Pour la première fois, la justice rejette une demande de suspension d'arrêtés anti-pesticides
Le tribunal adminsitratif de Cergy-Pontoise a rejeté la requête de la préfecture des Hauts-de-Seine qui demandait la suspension de deux arrêtés anti-pesticides.
Le tribunal administratif de Cergy-Pontoise a rejeté en référé vendredi 8 novembre une demande de la préfecture des Hauts-de-Seine qui réclamait la suspension de deux arrêtés anti-pesticides à Gennevilliers et Sceaux. L'audience avait eu lieu le 29 octobre dernier. Les deux maires avaient défendu leurs arrêtés au nom de "la santé pour la population". Après cette décision en référé, les deux arrêtés pris au printemps doivent désormais être examinés au fond. Le tribunal décidera alors de l'annulation ou pas de ces arrêtés qui s'appliquent en attendant.
Cette décision du tribunal administratif est une première. Jusqu'à présent toutes les communes qui avaient pris des mesures similaires avaient vu leur arrêté suspendus. Le cas le plus emblématique est celui de Langouët. En prenant un arrêté antipesticides en mai dernier, le maire de cette commune bretonne avait lancé un vaste débat et fait des émules. Fin octobre, la justice avait tranché estimant que l'interdiction des produits phytosanitaires n'était pas de la compétence d'un maire.
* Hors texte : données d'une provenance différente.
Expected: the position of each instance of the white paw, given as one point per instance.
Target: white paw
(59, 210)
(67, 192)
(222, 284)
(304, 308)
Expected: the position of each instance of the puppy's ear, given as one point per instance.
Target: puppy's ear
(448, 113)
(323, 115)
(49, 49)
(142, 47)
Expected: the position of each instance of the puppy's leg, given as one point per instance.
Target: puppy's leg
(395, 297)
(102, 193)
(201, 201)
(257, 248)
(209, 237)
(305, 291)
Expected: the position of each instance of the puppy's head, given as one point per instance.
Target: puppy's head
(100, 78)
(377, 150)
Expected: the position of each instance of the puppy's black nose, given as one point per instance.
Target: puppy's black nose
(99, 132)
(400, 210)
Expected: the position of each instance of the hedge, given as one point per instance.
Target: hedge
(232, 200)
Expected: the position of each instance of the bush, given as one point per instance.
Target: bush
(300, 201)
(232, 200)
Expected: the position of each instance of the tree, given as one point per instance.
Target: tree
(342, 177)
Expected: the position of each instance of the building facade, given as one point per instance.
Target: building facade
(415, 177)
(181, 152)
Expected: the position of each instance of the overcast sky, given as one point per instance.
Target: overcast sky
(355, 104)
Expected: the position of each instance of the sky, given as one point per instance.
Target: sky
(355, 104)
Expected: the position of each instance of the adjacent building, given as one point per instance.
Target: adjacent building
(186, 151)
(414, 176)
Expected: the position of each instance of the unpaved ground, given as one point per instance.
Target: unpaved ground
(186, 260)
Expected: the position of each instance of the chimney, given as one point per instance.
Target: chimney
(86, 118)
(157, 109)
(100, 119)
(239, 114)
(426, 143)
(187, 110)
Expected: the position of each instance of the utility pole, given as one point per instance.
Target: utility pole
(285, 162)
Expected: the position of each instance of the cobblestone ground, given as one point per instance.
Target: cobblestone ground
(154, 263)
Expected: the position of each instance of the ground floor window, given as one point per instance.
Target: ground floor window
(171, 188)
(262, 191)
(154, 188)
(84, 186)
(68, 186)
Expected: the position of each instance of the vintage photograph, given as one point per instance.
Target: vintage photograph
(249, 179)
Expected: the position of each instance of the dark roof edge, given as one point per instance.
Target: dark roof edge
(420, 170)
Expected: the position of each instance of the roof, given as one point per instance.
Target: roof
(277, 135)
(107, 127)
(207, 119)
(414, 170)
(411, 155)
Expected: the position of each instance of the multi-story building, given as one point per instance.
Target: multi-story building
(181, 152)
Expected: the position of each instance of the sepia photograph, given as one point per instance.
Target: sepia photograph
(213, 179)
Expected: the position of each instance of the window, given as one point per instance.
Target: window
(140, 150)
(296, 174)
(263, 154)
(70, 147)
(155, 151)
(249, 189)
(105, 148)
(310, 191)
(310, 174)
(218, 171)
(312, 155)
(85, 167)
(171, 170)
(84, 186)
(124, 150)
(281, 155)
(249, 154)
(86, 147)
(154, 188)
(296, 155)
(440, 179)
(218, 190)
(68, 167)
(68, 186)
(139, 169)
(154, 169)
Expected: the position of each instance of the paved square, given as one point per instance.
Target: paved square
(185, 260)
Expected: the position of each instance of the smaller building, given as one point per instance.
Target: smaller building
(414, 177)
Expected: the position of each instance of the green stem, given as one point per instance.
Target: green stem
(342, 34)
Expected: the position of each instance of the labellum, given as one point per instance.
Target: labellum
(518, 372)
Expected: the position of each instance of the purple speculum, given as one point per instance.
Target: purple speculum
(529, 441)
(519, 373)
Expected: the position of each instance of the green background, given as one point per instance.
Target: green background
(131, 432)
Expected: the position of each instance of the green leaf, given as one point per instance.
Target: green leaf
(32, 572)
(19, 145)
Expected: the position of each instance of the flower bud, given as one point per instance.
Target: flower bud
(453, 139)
Corinne Lepage "extrêmement heureuse"
"C'est une première et j'en suis extrêmement heureuse", a réagi l'avocate Corinne Lepage qui a représenté les deux communes dans cette affaire. "Le tribunal donne la compétence au maire pour agir" et interdire les pesticides sur sa commune, et "le tribunal considère sur le fond, dans la mesure où la dangerosité des produits est suffisamment établie, que le maire peut réglementer comme il l'a fait", explique l'avocate à franceinfo.
"Le maire a pu à bon droit considérer que les habitants étaient exposés à un danger grave justifiant qu'il prescrive les mesures" contenues dans son arrêté, et qui avaient été contestées devant la justice par la préfecture, ajoute Corinne Lepage.
A la lumière de cette décision, on va aller voir ce qu'il en est pour les communes rurales en s'appuyant sur cette jurisprudence.
Corinne Lepagesur franceinfo
Le juge des référés a donc rejeté les contestations de la préfecture "sur l'urgence", mais pas encore sur le fond. "Mais vu les motivations du référé, il va être rejeté sur le fond aussi", estime Corinne Lepage.
Aller "au-delà de la loi"
"Nous en sommes évidemment tout à fait heureux", mais "c'est une étape, naturellement", a réagi Philippe Laurent, maire de Sceaux, sur franceinfo. "Il faut attendre le jugement sur le fond, tempère-t-il. Il faut aussi attendre de savoir si l'État fera appel ou pas de cette décision en référé. Donc il y a encore énormément de travail."
"Je vois bien le débat permanent sur la compétence du maire", poursuit celui qui est également secrétaire général de l'Association des maires de France, et alors que le congrès de l'association doit avoir lieu dans une dizaine de jours. "Quelles sont les compétences du maire par rapport à l'Etat, jusqu'où le maire peut aller par rapport à la loi ? (...) Le juge, finalement, reconnaît d'une certaine manière à un maire la possibilité d'aller, non pas contre, mais au-delà de la loi, lorsqu'on estime qu'il y a danger pour la protection des populations".
Le débat est certainement un peu plus complexe en milieu rural qu'il ne l'est en milieu urbain
Philippe Laurentà franceinfo
Le maire de Sceaux note toutefois que les seuls arrêtés anti-pesticides validés l'ont été dans un milieu urbain. Le fait que les arrêtés municipaux cassés l'aient été dans des communes rurales "pourrait laisser penser" que l'agriculture est un frein à ce type d'arrêtés, estime-t-il. Entre les copropriétés et l'agriculture, "il n'y a pas le même enjeu économique, cela va de soi", poursuit Philippe Laurent. Quant à la RATP ou la SNCF, "ce sont des entreprises qui sont à même d'assumer la disparition totale de ces produits."